Owen Corrigan tells Smithwick Tribunal Government wanted criminal Martin Cahill killedFriday 29 June 2012 16.24
The Smithwick Tribunal has heard that there was a decision by the Cabinet to have the gangster Martin Cahill, known as The General, "put down".
The claim was made by former Detective Sergeant Owen Corrigan who had been asked by then head of the Garda Crime and Security Branch, Noel Conroy, to try and recover the paintings of the Beit Collection.
The paintings had been stolen by Cahill and his gang from Russborough House.
At the time he was asked to get involved in trying to negotiate the return of the paintings Mr Corrigan was on sick leave as a result of "nervous exhaustion" from his job in Dundalk Garda Station.
Today the former Detective Sergeant was asked by counsel for the Tribunal Justin Dillon about this.
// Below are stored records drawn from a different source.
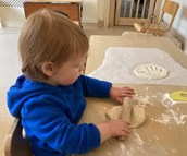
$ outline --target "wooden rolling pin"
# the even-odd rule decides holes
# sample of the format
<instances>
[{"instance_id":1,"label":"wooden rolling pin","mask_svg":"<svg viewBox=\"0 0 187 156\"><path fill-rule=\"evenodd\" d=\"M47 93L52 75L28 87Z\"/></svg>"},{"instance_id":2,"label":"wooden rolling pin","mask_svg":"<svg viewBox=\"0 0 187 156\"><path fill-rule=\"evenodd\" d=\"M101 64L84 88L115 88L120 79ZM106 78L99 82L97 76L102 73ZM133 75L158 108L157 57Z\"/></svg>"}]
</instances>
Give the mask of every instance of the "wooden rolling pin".
<instances>
[{"instance_id":1,"label":"wooden rolling pin","mask_svg":"<svg viewBox=\"0 0 187 156\"><path fill-rule=\"evenodd\" d=\"M122 105L122 116L121 119L124 120L125 122L130 123L132 119L132 109L133 109L133 99L132 98L124 98L123 99L123 105ZM126 137L124 136L119 136L119 140L124 141Z\"/></svg>"}]
</instances>

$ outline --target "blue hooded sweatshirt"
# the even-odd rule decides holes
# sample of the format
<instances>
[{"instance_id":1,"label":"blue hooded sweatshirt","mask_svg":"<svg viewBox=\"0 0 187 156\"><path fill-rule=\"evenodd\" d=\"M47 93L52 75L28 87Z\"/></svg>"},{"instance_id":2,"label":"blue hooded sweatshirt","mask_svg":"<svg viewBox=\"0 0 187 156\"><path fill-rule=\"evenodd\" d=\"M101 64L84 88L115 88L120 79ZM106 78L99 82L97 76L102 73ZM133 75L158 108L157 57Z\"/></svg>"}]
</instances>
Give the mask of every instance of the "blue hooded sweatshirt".
<instances>
[{"instance_id":1,"label":"blue hooded sweatshirt","mask_svg":"<svg viewBox=\"0 0 187 156\"><path fill-rule=\"evenodd\" d=\"M21 117L35 156L83 154L100 145L92 123L77 124L85 97L109 97L112 84L80 75L68 86L53 86L21 75L8 92L8 107Z\"/></svg>"}]
</instances>

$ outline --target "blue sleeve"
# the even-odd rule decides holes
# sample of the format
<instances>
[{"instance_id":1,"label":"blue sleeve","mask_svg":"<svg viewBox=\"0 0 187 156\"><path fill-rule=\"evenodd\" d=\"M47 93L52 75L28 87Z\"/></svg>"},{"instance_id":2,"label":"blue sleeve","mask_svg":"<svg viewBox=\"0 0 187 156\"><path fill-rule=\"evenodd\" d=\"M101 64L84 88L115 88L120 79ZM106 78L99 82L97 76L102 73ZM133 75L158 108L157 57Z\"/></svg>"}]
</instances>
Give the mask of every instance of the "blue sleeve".
<instances>
[{"instance_id":1,"label":"blue sleeve","mask_svg":"<svg viewBox=\"0 0 187 156\"><path fill-rule=\"evenodd\" d=\"M62 108L48 99L27 101L22 123L41 142L59 153L83 154L100 145L100 132L90 123L71 123ZM28 134L29 136L29 134Z\"/></svg>"},{"instance_id":2,"label":"blue sleeve","mask_svg":"<svg viewBox=\"0 0 187 156\"><path fill-rule=\"evenodd\" d=\"M83 86L83 94L86 97L110 97L112 83L100 81L94 77L80 75L79 81Z\"/></svg>"}]
</instances>

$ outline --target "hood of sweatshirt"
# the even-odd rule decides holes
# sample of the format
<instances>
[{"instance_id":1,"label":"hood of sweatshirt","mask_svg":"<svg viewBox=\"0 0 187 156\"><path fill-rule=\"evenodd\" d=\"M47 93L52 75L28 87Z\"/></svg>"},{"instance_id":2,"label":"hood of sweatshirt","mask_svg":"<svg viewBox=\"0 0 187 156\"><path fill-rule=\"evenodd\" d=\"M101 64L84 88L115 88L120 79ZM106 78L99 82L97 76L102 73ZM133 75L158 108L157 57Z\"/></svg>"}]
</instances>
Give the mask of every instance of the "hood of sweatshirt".
<instances>
[{"instance_id":1,"label":"hood of sweatshirt","mask_svg":"<svg viewBox=\"0 0 187 156\"><path fill-rule=\"evenodd\" d=\"M21 110L24 104L33 97L39 96L42 93L55 94L61 92L57 89L57 86L52 86L42 82L35 82L27 80L24 75L21 75L14 85L10 87L7 94L7 104L10 113L13 117L20 117Z\"/></svg>"}]
</instances>

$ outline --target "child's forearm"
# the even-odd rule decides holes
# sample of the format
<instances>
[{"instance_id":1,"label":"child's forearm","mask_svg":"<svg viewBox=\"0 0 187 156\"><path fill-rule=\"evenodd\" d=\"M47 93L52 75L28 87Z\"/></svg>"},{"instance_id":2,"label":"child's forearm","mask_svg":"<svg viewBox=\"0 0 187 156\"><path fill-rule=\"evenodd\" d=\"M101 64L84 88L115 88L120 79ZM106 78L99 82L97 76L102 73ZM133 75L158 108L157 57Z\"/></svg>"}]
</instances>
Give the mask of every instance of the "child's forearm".
<instances>
[{"instance_id":1,"label":"child's forearm","mask_svg":"<svg viewBox=\"0 0 187 156\"><path fill-rule=\"evenodd\" d=\"M109 140L112 136L109 122L102 122L96 125L100 131L101 143Z\"/></svg>"}]
</instances>

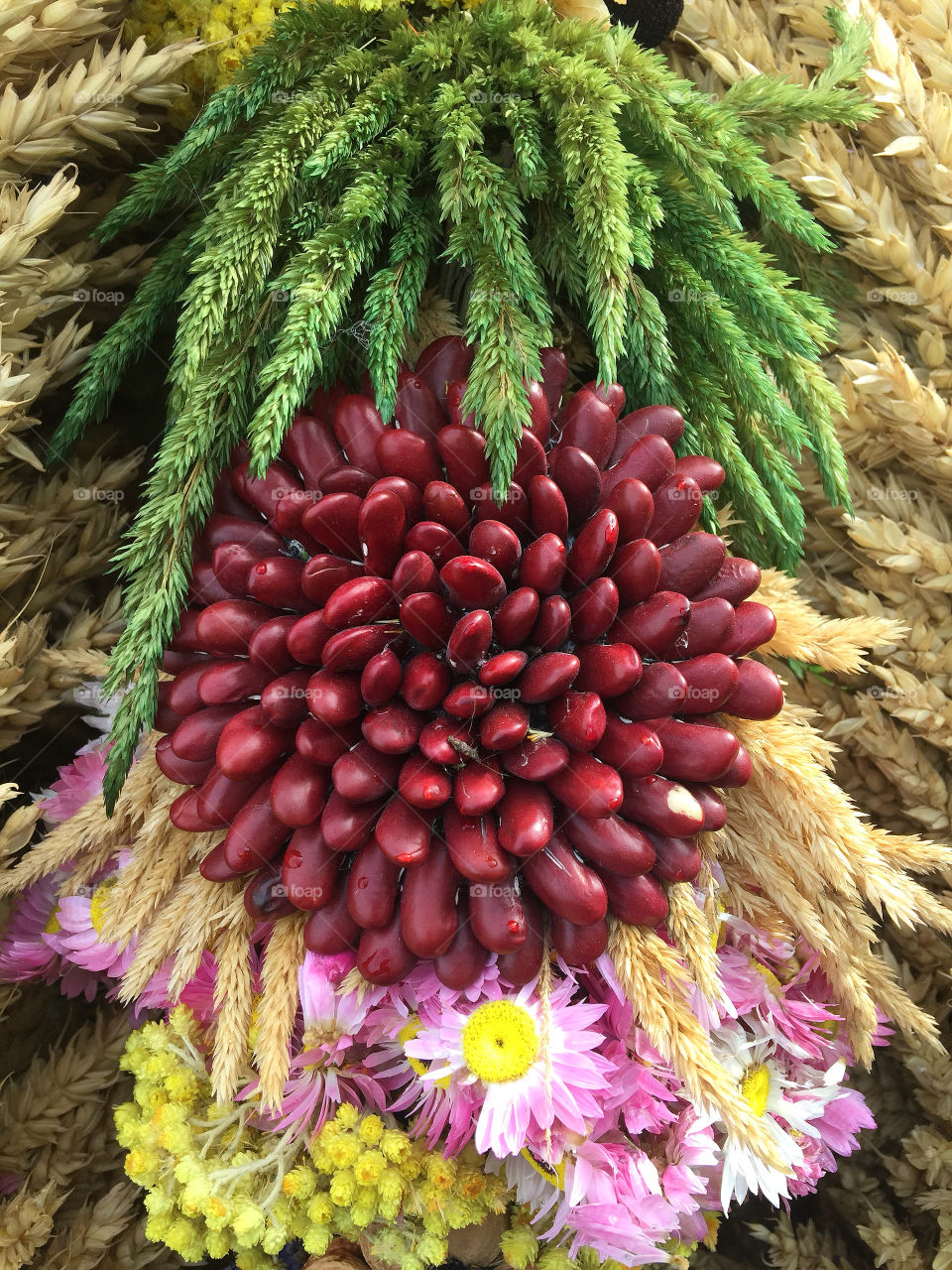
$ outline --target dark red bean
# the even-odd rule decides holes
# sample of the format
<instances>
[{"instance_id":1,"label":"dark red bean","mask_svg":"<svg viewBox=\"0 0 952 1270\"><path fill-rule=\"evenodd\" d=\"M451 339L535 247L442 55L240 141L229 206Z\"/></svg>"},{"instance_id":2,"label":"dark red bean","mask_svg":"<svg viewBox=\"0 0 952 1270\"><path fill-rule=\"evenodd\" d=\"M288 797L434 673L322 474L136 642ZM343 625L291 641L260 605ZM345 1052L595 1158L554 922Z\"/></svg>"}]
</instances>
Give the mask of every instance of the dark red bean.
<instances>
[{"instance_id":1,"label":"dark red bean","mask_svg":"<svg viewBox=\"0 0 952 1270\"><path fill-rule=\"evenodd\" d=\"M576 926L600 921L608 909L602 879L583 865L561 833L523 865L526 881L546 908Z\"/></svg>"},{"instance_id":2,"label":"dark red bean","mask_svg":"<svg viewBox=\"0 0 952 1270\"><path fill-rule=\"evenodd\" d=\"M456 865L442 842L416 869L407 869L400 892L400 931L416 956L435 958L449 950L458 926Z\"/></svg>"}]
</instances>

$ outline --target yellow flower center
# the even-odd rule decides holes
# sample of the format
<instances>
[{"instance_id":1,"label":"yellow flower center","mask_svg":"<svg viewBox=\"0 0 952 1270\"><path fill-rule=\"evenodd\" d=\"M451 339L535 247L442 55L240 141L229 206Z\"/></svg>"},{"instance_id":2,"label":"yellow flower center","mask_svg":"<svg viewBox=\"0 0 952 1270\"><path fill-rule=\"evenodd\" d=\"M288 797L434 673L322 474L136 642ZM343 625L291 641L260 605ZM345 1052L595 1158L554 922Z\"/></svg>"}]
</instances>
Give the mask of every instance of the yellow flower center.
<instances>
[{"instance_id":1,"label":"yellow flower center","mask_svg":"<svg viewBox=\"0 0 952 1270\"><path fill-rule=\"evenodd\" d=\"M486 1085L518 1081L538 1054L536 1021L514 1001L487 1001L477 1006L463 1027L463 1059Z\"/></svg>"},{"instance_id":2,"label":"yellow flower center","mask_svg":"<svg viewBox=\"0 0 952 1270\"><path fill-rule=\"evenodd\" d=\"M746 1069L740 1082L740 1092L754 1115L764 1114L770 1096L770 1073L764 1063L754 1063Z\"/></svg>"},{"instance_id":3,"label":"yellow flower center","mask_svg":"<svg viewBox=\"0 0 952 1270\"><path fill-rule=\"evenodd\" d=\"M93 930L96 935L103 933L103 923L105 921L105 906L109 899L109 892L116 885L114 878L107 878L105 881L100 881L96 889L93 892L93 899L89 902L89 919L93 923Z\"/></svg>"}]
</instances>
He said the witness was not suffering from exhaustion but it was merely a deception as he was clearly able to work.
Counsel for Mr Corrigan objected saying there had been no suggestion his client had been involved in deception and medical evidence should be heard if the allegation is to be made.
Mr Corrigan said he had produced medical certificates when he was on sick leave.
The witness also claimed that there was a collective Cabinet decision that Cahill "had to be put down".
There was pressure from the British government over the theft of the Beit paintings.
Cahill was shot dead by the IRA in 1994.
The former detective sergeant also told the Tribunal that there has been a serious deterioration to his health due to the stress he is under as a result of the Tribunal.
Mr Corrigan was also questioned today about his kidnapping in 1995 by the IRA.
Along with another man, Francie Tiernan, he was taken from a car in the Boyne Valley Hotel in Drogheda, and held for several days.
In evidence today, Mr Corrigan denied that the abduction was as a result of owing the IRA money for drink for his pub.
The witness said he was taken and questioned because the IRA believed he was still working for the gardaí even though he had retired several years earlier.
He also said he was set up by Mr Tiernan.
Mr Corrigan told the Tribunal it had heard from several former Garda Commissioners and Assistant Commissioners and none of them had said anything about him passing information to the IRA.
RUC officers met with their garda counterparts on a very regular basis and again nothing was said during those meetings about him either.
The Tribunal is investigating claims that an IRA mole in Dundalk Garda Station passed information to the IRA which allowed them to kill Chief Supt Harry Breen and Supt Bob Buchanan just minutes after they left a meeting in Dundalk.
Former sergeants Owen Corrigan, Leo Colton and Finbarr Hickey all deny the allegation that they were the mole.
The Tribunal resumes hearings next Tuesday.